Flexible additive-free CC@TiOxNy@SnS2 nanocomposites with excellent stability and superior rate capability for lithium-ion batteries

Abstract

A novel material consisting of metal oxide–nitride (TiO_xN_y nanowires) and metal sulfide (SnS₂ nanosheets) is synthesized on a flexible carbon cloth substrate by a two-step hydrothermal reaction. The as-synthesized carbon cloth/titanium oxynitride/tin disulfide (CC@TiO_xN_y@SnS₂) nanocomposites are tested directly as additive-free anode materials for lithium-ion batteries.
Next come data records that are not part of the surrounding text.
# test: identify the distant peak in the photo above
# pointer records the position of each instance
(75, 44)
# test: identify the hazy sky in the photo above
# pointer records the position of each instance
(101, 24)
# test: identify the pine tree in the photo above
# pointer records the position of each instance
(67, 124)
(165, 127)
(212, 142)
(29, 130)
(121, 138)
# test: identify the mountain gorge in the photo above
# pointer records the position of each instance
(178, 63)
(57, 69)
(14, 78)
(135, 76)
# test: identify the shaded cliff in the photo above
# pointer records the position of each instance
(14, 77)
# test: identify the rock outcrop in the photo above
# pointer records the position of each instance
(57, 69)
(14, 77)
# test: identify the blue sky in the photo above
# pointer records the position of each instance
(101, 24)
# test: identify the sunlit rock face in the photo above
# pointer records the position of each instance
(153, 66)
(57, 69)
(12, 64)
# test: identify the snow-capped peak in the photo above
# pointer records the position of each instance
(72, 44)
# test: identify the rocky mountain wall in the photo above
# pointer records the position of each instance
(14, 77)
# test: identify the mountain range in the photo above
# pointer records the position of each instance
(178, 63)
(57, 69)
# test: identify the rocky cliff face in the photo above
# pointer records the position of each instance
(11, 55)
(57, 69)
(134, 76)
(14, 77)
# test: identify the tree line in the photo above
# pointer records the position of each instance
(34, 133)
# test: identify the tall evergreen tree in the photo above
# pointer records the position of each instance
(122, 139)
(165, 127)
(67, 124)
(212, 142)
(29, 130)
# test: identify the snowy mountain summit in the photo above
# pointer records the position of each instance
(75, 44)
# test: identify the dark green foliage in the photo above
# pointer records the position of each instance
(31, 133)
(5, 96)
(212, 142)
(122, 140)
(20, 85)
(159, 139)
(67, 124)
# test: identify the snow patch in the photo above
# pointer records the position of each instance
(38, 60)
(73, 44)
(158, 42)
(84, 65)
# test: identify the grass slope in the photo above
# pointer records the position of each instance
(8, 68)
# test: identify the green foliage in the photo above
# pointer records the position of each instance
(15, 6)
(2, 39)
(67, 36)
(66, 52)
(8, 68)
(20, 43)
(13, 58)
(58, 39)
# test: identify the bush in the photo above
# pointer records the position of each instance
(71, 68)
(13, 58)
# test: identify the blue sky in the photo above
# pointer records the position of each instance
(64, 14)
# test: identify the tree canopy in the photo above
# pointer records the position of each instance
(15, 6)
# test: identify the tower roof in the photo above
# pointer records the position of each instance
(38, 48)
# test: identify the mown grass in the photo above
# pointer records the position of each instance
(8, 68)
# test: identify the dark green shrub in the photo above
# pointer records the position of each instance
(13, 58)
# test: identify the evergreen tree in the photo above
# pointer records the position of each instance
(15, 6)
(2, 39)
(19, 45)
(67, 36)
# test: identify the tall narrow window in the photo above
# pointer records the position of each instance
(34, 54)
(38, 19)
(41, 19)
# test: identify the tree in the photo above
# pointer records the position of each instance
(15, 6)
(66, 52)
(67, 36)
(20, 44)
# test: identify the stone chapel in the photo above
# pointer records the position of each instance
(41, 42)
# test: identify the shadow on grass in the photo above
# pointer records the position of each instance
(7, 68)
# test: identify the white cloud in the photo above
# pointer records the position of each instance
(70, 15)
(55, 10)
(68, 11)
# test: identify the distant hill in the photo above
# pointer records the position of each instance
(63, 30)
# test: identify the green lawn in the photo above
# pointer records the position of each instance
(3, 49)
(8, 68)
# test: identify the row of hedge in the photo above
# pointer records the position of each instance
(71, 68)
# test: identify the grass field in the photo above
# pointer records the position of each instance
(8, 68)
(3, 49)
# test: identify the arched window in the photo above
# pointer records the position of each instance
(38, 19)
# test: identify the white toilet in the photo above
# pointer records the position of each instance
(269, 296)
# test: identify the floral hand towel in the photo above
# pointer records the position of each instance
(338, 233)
The free-standing CC@TiO_xN_y@SnS₂ electrode displays an initial discharge capacity of 1082 mA h g⁻¹ at a current density of 1C, with a coulombic efficiency of 74%. The reversible capacity as high as 612 mA h g⁻¹ can still be maintained after 100 charging/discharging cycles. Moreover, this material shows outstanding rate properties with a high reversible discharge capacity of 419 mA h g⁻¹ at a current density of 5C, which is higher than the theoretical capacity of graphite. Also, a stable high discharge capacity of 676 mA h g⁻¹ can be attained when the current density is switched back to 1C. The high electrochemical performance can be attributed to the high electrical conductivity of the TiO_xN_y, which facilitates the transport of electrons and lithium ions, and the unique layer structure of SnS₂.